Moth, por su parte, no se atrevía a mirar a Andy. Quería que se largara. Quería que se quedara a su lado. Ya no sabía qué estaba bien ni qué estaba mal. Solo podía aguardar a que el velo de la noche se volviera un poco más tupido, húmedo y oscuro a su alrededor. Para ocuparse en algo, porque la espera le daba ganas de chillar, empezó a sacar la ropa sucia de la mochila.

Oyó que Andy inspiraba con fuerza.

—Mira —susurró—. ¡Dios mío!

Moth vio la silueta de un hombre, seguramente su hombre, recortada contra la luz que salía por la puerta principal del pequeño bungaló. Observó cómo salía y cerraba la puerta con llave.

—Es él —dijo con frialdad. Era lo que había esperado.

Notó que la boca se le secaba. Se animó a sí mismo: «¡Muévete! ¡Piensa! ¡Es nuestra oportunidad!».

—Ciñámonos al plan —indicó con voz ronca—. Síguelo. No dejes que te vea. Cuando vuelva, hazme una señal cuando esté a una o dos manzanas de aquí.

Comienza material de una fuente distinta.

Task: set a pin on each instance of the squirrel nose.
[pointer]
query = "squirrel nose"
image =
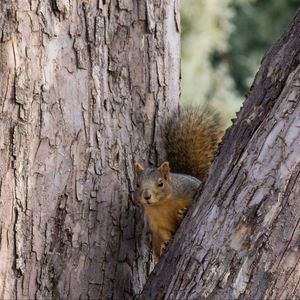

Moth no estaba seguro de si era más peligroso observar a un asesino o esperarlo. Era consciente de que no podía hacer otra cosa.

Andy se levantó sigilosamente, y con la gracilidad de una bailarina de ballet recorrió las tumbas, siguiendo en paralelo al hombre que bajaba por la calle Angela. Moth apenas alcanzó a ver un momento el objetivo al doblar la esquina hacia la ciudad. Despreocupado. Unos segundos después vio que el sombrero de paja lo seguía a una distancia prudencial, avanzando entre las sombras, escondiéndose tras las gruesas higueras de Bengala, cuyos troncos retorcidos custodiaban cada acera. Entonces empezó a desnudarse.